Updated

An attorney for a man arrested after telling the vice president that his policies in Iraq were "disgusting" asked U.S. marshals Thursday to force Dick Cheney to testify about the matter.

Steve Howards has said he lightly touched the vice president on the arm after making the comment at a mall in Beaver Creek, a resort town two hours west of Denver where Cheney was attending a conference in June 2006.

Howards said he was questioned by a Secret Service agent about whether he touched or assaulted Cheney, then was handcuffed and told he would be charged with assault. He was eventually charged with harassment, but the count was later dropped.

He sued the agents who arrested him, but a hazy picture of the incident remains, according to court documents.

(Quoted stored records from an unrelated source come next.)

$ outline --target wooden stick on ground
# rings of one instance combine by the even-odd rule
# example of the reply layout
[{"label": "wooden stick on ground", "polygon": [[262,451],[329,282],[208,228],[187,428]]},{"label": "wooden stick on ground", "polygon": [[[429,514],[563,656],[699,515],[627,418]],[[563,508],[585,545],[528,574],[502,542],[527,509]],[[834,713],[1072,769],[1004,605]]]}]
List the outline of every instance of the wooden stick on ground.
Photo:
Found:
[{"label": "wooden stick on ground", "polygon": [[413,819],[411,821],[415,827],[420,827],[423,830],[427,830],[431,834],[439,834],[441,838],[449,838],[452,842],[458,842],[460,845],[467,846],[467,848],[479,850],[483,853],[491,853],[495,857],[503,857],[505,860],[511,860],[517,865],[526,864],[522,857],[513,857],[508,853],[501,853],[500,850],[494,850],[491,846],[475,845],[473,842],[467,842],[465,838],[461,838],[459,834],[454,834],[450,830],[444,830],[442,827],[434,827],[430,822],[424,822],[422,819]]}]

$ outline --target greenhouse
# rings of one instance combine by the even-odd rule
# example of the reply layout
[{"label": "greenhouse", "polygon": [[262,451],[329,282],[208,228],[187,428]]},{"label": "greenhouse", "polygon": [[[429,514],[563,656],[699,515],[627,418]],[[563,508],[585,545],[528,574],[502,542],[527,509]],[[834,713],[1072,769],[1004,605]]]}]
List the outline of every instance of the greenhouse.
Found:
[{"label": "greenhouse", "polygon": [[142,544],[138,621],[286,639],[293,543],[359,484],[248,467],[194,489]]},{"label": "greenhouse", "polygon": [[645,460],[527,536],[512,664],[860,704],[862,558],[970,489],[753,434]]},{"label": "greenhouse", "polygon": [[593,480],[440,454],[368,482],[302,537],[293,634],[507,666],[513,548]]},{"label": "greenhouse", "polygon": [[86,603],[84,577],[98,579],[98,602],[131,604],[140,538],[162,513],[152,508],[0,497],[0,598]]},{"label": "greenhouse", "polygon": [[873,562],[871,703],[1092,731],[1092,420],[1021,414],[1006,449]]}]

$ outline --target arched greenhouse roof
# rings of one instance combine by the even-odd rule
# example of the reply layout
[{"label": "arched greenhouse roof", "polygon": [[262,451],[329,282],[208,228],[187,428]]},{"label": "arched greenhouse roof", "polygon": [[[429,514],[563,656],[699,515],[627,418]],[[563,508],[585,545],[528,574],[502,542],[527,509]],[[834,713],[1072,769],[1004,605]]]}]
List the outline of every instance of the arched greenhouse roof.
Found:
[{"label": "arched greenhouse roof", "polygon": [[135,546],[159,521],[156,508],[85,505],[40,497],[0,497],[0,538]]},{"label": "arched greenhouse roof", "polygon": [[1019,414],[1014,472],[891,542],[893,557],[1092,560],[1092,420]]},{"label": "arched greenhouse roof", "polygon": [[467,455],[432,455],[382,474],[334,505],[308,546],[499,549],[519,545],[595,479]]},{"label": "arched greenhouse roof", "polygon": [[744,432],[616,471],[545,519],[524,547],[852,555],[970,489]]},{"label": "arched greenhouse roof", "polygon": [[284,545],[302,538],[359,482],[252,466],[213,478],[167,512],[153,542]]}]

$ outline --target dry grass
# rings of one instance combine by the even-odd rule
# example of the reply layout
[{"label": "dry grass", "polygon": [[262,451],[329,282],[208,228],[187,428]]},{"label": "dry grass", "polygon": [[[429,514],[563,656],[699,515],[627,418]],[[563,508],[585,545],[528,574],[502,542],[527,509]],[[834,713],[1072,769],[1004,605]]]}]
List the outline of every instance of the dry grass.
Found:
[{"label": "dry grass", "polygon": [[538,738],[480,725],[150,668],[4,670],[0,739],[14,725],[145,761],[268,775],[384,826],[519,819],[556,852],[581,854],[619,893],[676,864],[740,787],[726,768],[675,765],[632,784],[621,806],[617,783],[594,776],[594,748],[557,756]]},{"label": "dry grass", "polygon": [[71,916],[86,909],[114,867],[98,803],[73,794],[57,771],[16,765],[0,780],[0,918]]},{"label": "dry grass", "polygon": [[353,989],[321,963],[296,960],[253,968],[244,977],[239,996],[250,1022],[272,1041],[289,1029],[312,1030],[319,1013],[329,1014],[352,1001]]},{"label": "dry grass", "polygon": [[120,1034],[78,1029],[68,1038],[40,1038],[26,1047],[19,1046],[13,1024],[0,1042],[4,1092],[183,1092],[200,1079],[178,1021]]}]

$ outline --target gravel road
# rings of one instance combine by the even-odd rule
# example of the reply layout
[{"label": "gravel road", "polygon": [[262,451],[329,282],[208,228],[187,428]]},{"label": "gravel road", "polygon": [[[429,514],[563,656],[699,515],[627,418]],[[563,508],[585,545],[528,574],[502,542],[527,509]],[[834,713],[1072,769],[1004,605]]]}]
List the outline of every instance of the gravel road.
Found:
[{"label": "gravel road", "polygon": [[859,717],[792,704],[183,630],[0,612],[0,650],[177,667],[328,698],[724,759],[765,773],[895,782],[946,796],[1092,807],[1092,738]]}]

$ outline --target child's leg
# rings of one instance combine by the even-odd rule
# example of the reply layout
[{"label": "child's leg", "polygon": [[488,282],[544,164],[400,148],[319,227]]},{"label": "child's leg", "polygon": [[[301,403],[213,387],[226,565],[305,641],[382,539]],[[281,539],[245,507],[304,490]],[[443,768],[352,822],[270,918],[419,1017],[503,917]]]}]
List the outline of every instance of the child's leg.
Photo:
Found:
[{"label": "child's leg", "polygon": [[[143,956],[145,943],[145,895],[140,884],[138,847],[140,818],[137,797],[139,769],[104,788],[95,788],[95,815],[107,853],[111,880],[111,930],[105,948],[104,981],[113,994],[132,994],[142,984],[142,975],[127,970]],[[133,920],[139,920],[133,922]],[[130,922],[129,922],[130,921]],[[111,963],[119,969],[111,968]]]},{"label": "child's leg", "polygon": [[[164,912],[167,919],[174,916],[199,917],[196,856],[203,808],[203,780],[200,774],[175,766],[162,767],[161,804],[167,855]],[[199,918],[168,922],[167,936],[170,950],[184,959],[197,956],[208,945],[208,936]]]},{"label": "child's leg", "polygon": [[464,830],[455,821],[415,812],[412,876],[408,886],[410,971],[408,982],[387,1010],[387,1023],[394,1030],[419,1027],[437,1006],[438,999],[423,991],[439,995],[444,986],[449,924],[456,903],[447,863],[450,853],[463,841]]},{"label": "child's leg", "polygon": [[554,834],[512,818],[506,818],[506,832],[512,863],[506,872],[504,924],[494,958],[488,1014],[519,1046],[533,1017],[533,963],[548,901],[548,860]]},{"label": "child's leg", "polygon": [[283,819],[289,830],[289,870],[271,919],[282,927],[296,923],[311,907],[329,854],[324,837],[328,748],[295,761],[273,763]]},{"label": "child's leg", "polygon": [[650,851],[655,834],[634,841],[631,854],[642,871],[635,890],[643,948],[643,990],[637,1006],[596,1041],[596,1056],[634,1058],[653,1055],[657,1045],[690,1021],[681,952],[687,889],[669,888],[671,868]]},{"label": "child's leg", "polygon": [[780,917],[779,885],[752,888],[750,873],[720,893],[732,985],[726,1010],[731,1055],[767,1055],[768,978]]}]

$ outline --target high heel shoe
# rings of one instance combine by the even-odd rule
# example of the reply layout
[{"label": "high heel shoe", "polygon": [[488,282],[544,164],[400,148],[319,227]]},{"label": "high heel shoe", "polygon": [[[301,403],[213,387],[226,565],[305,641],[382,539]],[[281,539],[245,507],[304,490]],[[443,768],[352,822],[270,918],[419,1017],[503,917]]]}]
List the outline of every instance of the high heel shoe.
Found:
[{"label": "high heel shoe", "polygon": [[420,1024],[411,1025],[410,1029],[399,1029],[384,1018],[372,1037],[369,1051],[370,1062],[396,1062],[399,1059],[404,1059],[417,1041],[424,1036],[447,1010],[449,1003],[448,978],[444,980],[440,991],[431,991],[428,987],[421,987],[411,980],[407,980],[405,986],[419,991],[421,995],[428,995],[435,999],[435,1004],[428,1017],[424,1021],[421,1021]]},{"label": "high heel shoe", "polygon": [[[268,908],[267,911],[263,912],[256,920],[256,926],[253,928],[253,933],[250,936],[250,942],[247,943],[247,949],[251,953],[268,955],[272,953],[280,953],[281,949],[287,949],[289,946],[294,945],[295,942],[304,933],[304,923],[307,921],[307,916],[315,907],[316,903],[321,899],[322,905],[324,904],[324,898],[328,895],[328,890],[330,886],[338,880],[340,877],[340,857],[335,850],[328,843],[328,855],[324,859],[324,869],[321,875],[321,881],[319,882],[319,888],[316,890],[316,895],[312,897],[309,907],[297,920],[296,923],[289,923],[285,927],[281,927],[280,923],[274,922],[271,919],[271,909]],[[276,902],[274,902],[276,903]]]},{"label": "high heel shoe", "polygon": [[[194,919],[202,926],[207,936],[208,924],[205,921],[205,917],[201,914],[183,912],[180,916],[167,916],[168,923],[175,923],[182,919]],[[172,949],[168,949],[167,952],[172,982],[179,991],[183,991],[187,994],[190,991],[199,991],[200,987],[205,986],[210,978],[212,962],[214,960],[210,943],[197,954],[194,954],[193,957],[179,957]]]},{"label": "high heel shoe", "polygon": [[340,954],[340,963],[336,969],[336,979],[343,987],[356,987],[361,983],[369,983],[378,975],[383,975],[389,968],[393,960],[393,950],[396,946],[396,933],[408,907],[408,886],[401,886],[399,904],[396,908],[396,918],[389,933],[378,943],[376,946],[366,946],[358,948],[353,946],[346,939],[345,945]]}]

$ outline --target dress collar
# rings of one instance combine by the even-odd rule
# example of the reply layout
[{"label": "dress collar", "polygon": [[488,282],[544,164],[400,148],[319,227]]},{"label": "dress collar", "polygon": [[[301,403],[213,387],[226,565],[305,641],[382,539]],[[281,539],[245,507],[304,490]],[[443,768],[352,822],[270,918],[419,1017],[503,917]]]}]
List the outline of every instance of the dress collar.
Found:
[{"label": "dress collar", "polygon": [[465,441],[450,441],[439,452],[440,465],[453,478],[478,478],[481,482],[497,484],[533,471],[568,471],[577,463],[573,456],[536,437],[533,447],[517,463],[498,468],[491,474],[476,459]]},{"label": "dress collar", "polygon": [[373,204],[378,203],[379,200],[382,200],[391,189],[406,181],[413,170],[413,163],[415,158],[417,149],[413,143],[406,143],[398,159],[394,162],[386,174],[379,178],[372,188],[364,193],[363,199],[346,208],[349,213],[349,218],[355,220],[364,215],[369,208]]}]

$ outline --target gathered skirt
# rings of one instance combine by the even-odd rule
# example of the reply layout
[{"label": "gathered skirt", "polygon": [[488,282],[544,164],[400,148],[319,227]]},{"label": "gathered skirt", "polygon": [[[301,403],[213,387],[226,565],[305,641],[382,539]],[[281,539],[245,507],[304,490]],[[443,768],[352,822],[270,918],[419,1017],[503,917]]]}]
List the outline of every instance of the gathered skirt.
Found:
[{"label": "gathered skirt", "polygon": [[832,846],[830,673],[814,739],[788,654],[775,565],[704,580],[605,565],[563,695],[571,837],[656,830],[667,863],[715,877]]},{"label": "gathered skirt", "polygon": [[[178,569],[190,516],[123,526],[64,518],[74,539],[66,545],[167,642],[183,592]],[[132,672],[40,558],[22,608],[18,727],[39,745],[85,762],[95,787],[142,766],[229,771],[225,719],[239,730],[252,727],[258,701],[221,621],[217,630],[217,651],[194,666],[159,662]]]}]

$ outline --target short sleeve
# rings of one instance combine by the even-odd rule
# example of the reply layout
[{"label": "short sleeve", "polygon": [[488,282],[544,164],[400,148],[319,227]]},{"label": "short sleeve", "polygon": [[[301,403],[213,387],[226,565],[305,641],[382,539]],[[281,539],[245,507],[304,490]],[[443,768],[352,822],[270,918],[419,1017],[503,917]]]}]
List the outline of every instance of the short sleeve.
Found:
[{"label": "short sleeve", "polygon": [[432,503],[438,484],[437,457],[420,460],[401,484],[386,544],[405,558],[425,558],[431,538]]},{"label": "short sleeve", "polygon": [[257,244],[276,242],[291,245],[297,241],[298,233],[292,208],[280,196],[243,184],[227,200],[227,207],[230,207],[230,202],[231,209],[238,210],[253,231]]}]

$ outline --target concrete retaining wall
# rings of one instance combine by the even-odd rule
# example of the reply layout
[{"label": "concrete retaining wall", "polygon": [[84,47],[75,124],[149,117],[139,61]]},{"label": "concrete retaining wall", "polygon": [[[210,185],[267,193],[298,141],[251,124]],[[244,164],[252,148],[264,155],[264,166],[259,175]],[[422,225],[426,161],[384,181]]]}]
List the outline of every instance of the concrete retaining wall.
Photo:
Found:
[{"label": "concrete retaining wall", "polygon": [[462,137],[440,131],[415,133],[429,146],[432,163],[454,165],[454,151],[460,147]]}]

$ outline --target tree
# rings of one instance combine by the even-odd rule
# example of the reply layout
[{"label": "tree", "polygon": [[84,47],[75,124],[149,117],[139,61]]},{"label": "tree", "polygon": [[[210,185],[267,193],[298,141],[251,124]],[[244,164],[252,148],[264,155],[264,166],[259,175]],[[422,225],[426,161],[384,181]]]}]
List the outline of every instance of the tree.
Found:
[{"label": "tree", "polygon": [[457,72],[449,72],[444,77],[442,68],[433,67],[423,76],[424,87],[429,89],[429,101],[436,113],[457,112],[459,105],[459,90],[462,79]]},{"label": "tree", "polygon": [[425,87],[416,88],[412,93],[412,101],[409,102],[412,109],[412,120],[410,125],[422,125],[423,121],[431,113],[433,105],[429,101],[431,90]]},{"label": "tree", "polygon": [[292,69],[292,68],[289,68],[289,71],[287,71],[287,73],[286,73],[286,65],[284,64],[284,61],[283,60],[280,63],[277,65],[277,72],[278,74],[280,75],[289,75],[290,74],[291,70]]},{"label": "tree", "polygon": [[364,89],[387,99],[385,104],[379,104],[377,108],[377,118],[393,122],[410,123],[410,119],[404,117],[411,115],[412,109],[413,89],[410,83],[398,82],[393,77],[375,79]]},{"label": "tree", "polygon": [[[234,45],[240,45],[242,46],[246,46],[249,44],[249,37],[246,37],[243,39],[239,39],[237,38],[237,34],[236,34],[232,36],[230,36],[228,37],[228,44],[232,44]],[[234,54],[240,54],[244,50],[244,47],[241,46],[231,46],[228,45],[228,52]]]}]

Attorney David Lane mentions in the papers a "shocking lack of consistency" among the defendants and witnesses as to what occurred.

"Mr. Cheney is clearly the best eyewitness to the events in question," Lane said in the motion to subpoena him.

Cheney's spokeswoman, Megan Mitchell, said Thursday that she was aware of the motion but referred calls to the Department of Justice. Officials there did not immediately return a call for comment after hours Thursday.

Cheney could have sat down for a deposition, Lane said, but "instead he is fighting us tooth and nail every step of the way to avoid telling the truth about what happened."

Howards, a 55-year-old environmental consultant, said in the 2006 lawsuit that his First Amendment right to free speech and his Fourth Amendment protection from unreasonable search and seizure were violated.

Lane also represented a University of Colorado professor who drew criticism after comparing some Sept. 11 victims to Nazis. Ward Churchill was fired after a plagiarism investigation that the professor called fraudulent.